Parmi ceux qui ont montré une ouverture au transfert dans une autre ville, la majorité (55 %) disait être prête à le faire pour un meilleur salaire, tandis que 26 % des répondants le feraient pour vivre une nouvelle aventure ou effectuer une réorientation de carrière. Si la mutation implique de déménager dans un autre pays, seuls 10 % des Canadiens accepteraient, selon le sondage.
Un peu plus du tiers (34 %) des répondants affirment que le facteur qui les ferait pencher vers un transfert est la garantie qu’ils pourraient revenir occuper leur poste actuel après deux ans, et qu’on leur offrirait du soutien pour réaliser ce second déménagement.
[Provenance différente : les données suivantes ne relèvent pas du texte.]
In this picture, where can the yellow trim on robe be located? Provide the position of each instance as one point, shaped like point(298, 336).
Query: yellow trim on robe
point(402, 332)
En outre, 31 % avouent qu’ils seraient plus intéressés à déménager si on leur promettait une augmentation de salaire de 10 %.
Ce sondage a été mené par Ipsos Reid pour le compte de Randstad partout dans le monde auprès, en moyenne, de 7 000 répondants par marché. Les échantillons sont représentatifs du profil démographique national (âge, région, sexe, niveau de scolarité), avec un léger accent mis sur les répondants âgés de moins de 40 ans. Chaque échantillon est représentatif d’un ensemble de facteurs incluant l’âge, la région et le sexe, et comprend les étudiants, les travailleurs employés ainsi que les non employés âgés de 18 à 65 ans.